Worse, parents who brought their infant children to the Family Day urged them to play with other infants; since neither party had yet acquired the social skills to pretend to like each other, they fought, howled and had to be hustled away by embarrassed parents. If the idea behind the exercise was to demonstrate how the company is one big family, it failed spectacularly.
Still, this “we’re one big family” theme is popular with bosses. One week-long game to which we were subjected was “angels in the office”. This involved drawing a name from a box and being the anonymous “angel” of that person for a week. What did this entail? Mostly sending feel-good notes and buying them small gifts (the Barista outlet downstairs enjoyed a mini-boom as a result of last-minute purchases by forgetful angels). At the end of the week, we revealed who was whose angel. No surprise, my assiduous angel was someone who reported to me.
Strangely, despite the increasing amount of time executives and bosses spend with each other in the modern workplace, the chasm between what managements think is good for employees and what employees really want remains wide. Take the weekly TGIF party (a horror I was spared). A CEO told me he saw it as a good way of fostering teamwork and observing employees off duty. An employee told me that non-attendance attracted public rebuke and certainly impacted year-end ratings. For a worm’s eye indictment of such events, Nina Godiwalla’s book Suits provides useful reading.

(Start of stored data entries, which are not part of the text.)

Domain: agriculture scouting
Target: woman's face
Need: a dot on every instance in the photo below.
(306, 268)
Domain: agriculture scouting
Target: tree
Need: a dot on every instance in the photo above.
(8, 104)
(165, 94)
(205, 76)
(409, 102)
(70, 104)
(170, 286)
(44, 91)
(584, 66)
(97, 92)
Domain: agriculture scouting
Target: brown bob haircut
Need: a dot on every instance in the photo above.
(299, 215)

Yet, it’s a fair bet that these morale-boosting techniques aren’t going out of fashion anytime soon. That’s because metric-driven performance indicators have perforce become the norm. They may be a necessary evil but they tend to foster unattractive and divisive cultures. Top managements understand this at some level but few care to put in the sustained, subtle effort it takes to make an office a truly great place to work. After all, it’s so much easier to organise a party.